Saturday, October 22, 2011

What goes around comes around.

Read another article on the demise of "category killer" stores. These stores were so overwhelming in their inventory of a single category that they wiped out most small independent stores.

ToyrUs, Barnes and Noble, Best Buy....stores like that. It mentioned that it was believed that sales at Best Buy would go up when Circuit City went out, but that it didn't happen. (The same could probably be said for Barnes and Noble versus Borders.)

Whereas I saw a completely different dynamic. I saw Circuit City as Belgium falling before the Blitzkrieg, but that just makes Best Buy -- France.

Thinking you'll do better when all your competitors are failing seems illogical to me. If you saw all your farming neighbors failing because of bad weather, would you assume it would make your farm do better? Or would the same factors also be affecting you?

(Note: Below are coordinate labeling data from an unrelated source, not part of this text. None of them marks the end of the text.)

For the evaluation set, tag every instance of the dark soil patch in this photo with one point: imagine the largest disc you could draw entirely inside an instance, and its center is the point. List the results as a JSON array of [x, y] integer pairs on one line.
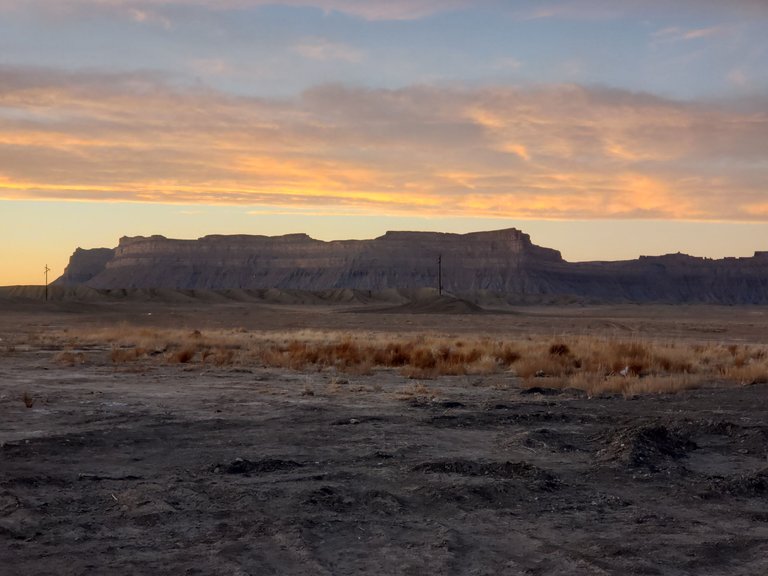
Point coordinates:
[[506, 470], [653, 447], [242, 466]]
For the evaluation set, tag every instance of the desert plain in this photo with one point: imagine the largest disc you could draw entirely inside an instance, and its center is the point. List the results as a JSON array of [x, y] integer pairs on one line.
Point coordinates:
[[224, 436]]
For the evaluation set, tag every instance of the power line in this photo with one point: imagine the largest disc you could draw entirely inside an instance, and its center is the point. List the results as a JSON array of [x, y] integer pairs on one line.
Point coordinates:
[[46, 281]]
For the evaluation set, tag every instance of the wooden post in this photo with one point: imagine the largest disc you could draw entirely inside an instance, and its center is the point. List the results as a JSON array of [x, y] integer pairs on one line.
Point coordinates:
[[440, 275]]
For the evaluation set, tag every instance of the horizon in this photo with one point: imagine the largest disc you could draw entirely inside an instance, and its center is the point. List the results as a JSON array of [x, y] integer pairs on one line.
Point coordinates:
[[604, 130], [54, 274]]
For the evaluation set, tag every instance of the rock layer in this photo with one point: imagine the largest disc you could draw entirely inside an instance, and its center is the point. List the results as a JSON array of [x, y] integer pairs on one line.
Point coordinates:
[[503, 262]]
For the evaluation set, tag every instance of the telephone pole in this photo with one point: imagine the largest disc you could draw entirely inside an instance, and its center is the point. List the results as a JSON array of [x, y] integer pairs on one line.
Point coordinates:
[[440, 275], [46, 281]]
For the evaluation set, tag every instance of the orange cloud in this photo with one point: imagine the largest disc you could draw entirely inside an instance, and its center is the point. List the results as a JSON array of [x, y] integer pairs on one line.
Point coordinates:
[[547, 152]]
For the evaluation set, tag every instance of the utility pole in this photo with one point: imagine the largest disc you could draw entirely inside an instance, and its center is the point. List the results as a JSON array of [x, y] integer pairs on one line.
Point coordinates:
[[440, 275], [46, 281]]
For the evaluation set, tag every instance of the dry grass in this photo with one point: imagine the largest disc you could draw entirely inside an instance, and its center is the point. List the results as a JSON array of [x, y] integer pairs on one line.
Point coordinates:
[[594, 364]]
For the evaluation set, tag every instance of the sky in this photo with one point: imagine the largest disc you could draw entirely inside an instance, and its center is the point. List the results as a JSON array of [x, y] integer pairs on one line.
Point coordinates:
[[604, 129]]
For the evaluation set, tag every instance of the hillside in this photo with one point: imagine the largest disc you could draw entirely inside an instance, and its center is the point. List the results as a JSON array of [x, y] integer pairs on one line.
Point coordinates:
[[503, 262]]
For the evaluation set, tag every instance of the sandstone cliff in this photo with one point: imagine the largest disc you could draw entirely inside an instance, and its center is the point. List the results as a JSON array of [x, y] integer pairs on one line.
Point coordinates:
[[502, 262]]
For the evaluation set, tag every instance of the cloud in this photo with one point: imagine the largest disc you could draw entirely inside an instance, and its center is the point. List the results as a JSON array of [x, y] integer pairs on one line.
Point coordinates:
[[675, 34], [558, 151], [415, 9], [321, 49], [366, 9]]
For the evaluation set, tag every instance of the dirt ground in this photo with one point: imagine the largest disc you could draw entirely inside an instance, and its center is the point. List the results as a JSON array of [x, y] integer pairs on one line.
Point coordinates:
[[148, 468]]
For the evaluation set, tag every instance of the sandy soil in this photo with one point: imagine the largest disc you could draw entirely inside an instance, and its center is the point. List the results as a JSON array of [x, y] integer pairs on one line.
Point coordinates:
[[146, 469]]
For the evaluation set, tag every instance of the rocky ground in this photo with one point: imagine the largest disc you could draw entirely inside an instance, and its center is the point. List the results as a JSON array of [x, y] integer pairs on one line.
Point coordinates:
[[145, 469]]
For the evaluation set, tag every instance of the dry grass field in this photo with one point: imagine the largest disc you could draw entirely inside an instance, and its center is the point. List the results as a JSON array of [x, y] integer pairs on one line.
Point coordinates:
[[252, 438]]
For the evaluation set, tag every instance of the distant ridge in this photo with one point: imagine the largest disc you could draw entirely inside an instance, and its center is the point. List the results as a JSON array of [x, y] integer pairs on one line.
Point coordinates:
[[504, 263]]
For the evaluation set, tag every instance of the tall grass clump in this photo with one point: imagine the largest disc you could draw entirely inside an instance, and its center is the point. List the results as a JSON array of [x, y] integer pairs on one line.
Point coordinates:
[[595, 364]]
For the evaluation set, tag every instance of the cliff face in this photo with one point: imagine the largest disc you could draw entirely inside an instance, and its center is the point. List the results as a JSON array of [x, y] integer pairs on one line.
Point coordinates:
[[84, 265], [503, 261]]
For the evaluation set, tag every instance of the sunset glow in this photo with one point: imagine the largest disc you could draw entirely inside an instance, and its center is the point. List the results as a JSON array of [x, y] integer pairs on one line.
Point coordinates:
[[466, 115]]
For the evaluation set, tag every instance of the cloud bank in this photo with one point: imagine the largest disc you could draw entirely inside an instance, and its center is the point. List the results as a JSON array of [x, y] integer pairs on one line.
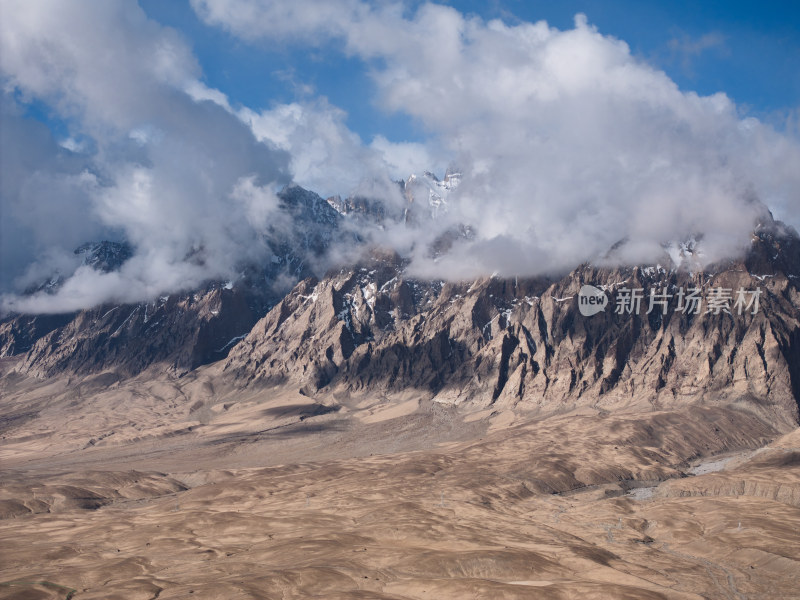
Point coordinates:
[[567, 143]]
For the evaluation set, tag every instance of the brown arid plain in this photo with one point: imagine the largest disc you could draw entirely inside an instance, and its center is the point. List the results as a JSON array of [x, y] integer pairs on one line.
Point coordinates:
[[164, 487]]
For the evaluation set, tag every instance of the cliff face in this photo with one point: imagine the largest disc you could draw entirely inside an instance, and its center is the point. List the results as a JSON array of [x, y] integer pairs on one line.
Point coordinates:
[[179, 333], [372, 329], [499, 342]]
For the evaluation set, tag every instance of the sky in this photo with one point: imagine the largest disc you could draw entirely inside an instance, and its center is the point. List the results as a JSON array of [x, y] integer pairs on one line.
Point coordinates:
[[576, 124]]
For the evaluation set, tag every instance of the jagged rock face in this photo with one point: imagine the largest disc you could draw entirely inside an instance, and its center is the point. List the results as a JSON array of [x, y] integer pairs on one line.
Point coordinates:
[[104, 256], [183, 332], [18, 334], [509, 341]]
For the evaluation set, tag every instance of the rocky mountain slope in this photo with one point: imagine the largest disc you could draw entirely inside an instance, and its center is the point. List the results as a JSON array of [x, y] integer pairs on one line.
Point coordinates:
[[372, 328], [499, 342], [178, 332]]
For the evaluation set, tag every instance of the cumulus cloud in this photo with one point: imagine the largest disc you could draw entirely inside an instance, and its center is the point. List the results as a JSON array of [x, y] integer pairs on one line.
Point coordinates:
[[170, 170], [567, 141]]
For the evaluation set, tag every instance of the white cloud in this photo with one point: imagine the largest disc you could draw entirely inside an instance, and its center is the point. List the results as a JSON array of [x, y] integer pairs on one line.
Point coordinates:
[[168, 165], [568, 142]]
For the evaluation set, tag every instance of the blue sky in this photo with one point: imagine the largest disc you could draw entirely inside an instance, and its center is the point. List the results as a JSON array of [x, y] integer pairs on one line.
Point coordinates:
[[172, 125], [749, 50]]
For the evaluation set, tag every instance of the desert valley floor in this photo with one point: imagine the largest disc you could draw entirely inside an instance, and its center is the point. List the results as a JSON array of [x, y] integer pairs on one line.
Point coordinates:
[[156, 487]]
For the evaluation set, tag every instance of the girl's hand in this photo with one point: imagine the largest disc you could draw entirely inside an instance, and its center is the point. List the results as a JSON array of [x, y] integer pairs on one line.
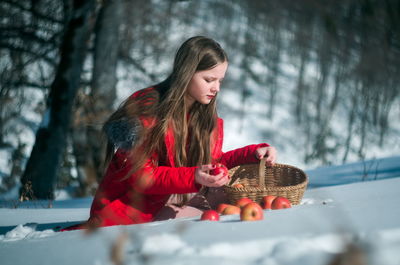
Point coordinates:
[[268, 152], [202, 177]]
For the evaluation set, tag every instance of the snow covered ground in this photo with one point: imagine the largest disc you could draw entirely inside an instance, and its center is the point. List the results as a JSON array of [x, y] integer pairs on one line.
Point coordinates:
[[349, 211]]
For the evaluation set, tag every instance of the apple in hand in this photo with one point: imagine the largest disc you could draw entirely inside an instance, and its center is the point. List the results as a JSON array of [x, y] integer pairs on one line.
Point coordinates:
[[252, 212], [243, 202], [221, 207], [231, 209], [267, 201], [218, 169], [280, 203], [210, 215]]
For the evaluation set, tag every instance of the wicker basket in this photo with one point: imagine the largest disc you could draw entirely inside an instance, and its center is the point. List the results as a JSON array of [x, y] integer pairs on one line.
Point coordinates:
[[260, 180]]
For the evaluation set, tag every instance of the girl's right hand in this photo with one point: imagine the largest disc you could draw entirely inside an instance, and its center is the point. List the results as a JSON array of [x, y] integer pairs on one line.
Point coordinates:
[[202, 177]]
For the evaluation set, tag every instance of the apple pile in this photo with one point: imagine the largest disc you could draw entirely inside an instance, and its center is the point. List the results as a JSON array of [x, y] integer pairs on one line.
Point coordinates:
[[247, 208], [272, 202], [218, 169]]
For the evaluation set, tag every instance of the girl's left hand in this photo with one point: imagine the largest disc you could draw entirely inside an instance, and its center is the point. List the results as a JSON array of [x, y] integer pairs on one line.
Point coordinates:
[[269, 152]]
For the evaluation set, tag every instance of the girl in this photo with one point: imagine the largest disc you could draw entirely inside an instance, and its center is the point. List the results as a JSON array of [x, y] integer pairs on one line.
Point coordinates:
[[163, 141]]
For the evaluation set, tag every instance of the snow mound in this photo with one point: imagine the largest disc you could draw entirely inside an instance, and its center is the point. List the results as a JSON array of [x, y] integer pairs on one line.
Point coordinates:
[[25, 232]]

In essence, the article maintained that most of these stores are no longer working because they are too big in space, that when entire sections of the store become obsolete, it drags down the rest of the store. They have 3/4th a store in a 1 space.

Then I look at my store, and I have, more or less, 3 stores in the space of 1.

The article also suggested that these "category killers" would have to find product to replace the ineffective product, but that it would have to "fit" what they have. No easy task.

Then I look at my store, and after much experimentation and trying and failing and trying again, I have a mix of product that "fits."

The article suggested that each store will have to come up with a "unique" mix of inventory, which runs counter to what a big box store does.

Then I look at my store, and almost by definition, my store is made up of a "unique" mix of inventory.

Category Killers will need to come up with reasons to have people want to browse their stores, and be something other than 'destination stores' for one type of product.

My store is in a busy downtown core where I more or less depend on the people off the street, many of them tourists, finding it worthwhile to come in browse.

Finally, the article suggested that these stores will have to get smaller.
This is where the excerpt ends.